Future roads will likely carry autonomous vehicles that communicate with one another in a system where vehicles relay information — like destination, speed, or upcoming lane change — and then receive real-time feedback about decisions like route changes necessary to avoid traffic.

Such an intelligent connected vehicle system could vastly improve mobility and safety, while reducing congestion and emissions from vehicles idling in traffic, but it will also add significant complexity to already dynamic traffic patterns, making vehicle flow vulnerable to instability.

“The advent of connected vehicles will pose tremendous challenges to the robustness of the traffic management system,” said Sean X. He, an assistant professor of civil and environmental engineering at Rensselaer Polytechnic Institute. “We have nice dynamic modeling of our current traffic system; however, if we add another layer — that’s the communication layer — it becomes very chaotic. We don’t yet know how to formulate the complex interactions that would occur between the traffic and communication layers.”

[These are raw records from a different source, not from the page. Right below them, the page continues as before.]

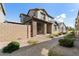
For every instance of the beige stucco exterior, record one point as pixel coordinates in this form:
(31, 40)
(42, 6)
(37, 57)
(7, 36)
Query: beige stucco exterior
(10, 31)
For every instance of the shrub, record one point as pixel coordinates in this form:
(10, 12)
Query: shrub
(32, 42)
(11, 47)
(66, 42)
(56, 33)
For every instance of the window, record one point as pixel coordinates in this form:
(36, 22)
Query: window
(35, 14)
(42, 16)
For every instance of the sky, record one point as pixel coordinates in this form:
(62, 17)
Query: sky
(63, 12)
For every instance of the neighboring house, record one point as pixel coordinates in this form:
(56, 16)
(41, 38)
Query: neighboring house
(2, 13)
(62, 27)
(77, 25)
(39, 20)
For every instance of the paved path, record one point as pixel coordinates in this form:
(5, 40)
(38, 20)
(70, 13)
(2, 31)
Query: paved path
(36, 50)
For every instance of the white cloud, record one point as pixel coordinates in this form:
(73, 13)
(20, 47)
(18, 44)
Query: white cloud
(61, 17)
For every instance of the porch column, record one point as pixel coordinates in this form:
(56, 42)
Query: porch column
(34, 28)
(45, 28)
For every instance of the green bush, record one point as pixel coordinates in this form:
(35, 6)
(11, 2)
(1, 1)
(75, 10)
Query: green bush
(66, 42)
(11, 47)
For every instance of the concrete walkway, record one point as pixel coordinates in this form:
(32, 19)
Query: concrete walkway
(35, 50)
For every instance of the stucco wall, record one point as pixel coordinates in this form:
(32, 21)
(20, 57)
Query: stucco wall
(13, 31)
(2, 17)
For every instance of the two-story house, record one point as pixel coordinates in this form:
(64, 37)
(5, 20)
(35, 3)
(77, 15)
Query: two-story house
(41, 22)
(62, 27)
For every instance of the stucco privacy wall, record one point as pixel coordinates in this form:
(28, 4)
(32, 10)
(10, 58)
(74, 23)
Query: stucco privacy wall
(14, 31)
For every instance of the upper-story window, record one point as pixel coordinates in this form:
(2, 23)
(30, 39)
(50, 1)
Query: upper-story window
(43, 16)
(35, 14)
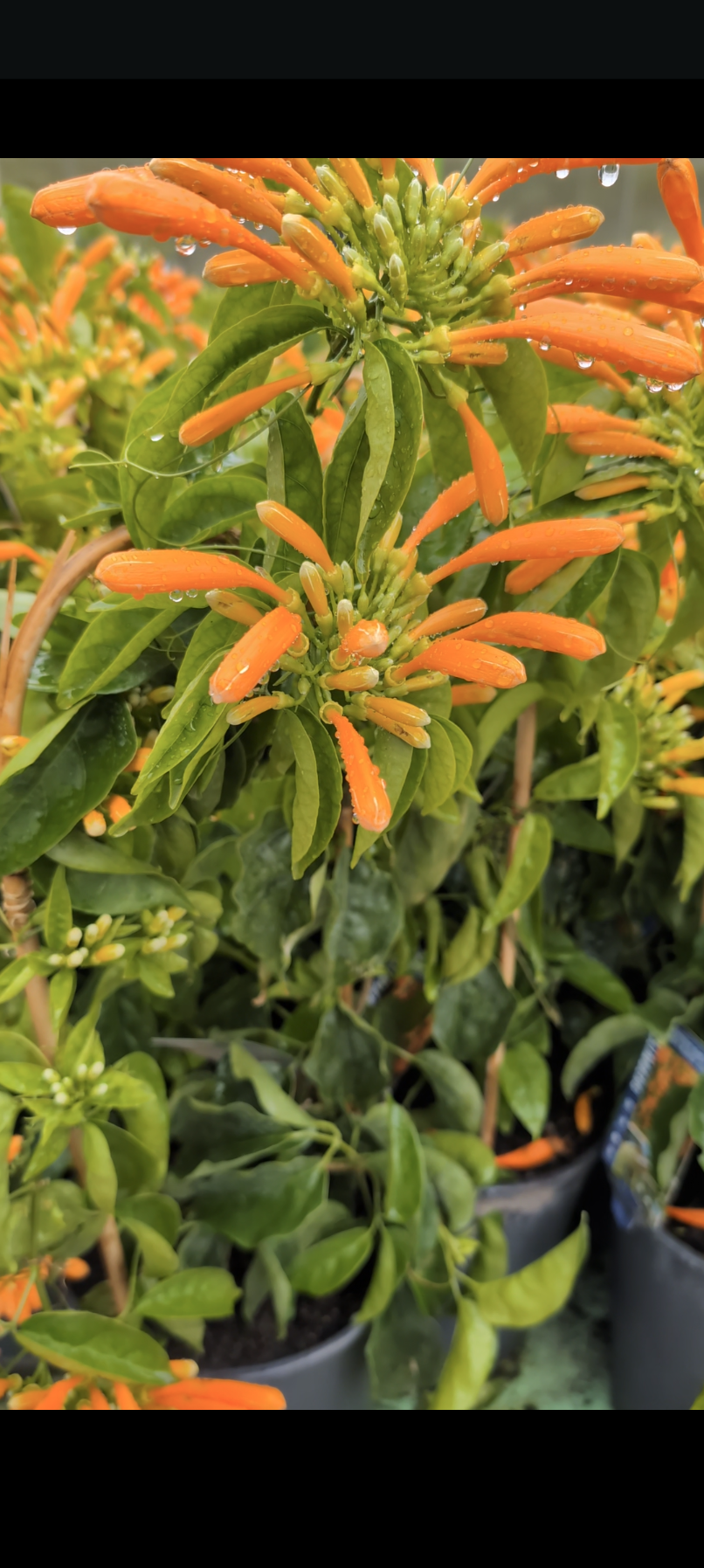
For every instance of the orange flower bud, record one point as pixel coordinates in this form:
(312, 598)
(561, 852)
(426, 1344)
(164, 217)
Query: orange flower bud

With the support of a National Science Foundation Faculty Early Career Development (CAREER) grant, He will develop a theoretical framework to model traffic and information systems within a broader connected vehicle system.

“What I’m interested in is: How we can model it as a system? We want to understand the interactions between vehicles and interactions between vehicles and infrastructures,” He said.

At the core of this research is an understanding of the robustness of the overall system — a measure of how quickly it can rebound after an event like a crash, an influx of traffic, or interference in traffic management. The goal is to prevent large fluctuations within the system that could lead to instability or even collapse.

“We want to know: Where are the critical points?” He said. “If something is going to happen, how can we predict it before the system collapses?”

This type of modeling will provide necessary information to other researchers and policymakers as future cyber and physical infrastructure is built and as autonomous vehicle policies are developed. The model and derived tools will facilitate the design of robust traffic management procedures to bring about social, economic, and environmental benefits of connected vehicles systems.

“Connected vehicle systems can allow vehicles and infrastructure to share information and allow all roadway users to make real-time decisions in a distributed fashion,” He said. “These real-time decisions could transform our current mobility policies, roadway designs, and traffic operations.”

He will share his findings with K-12 students, professionals, and the public using simulation and virtual reality-based platforms.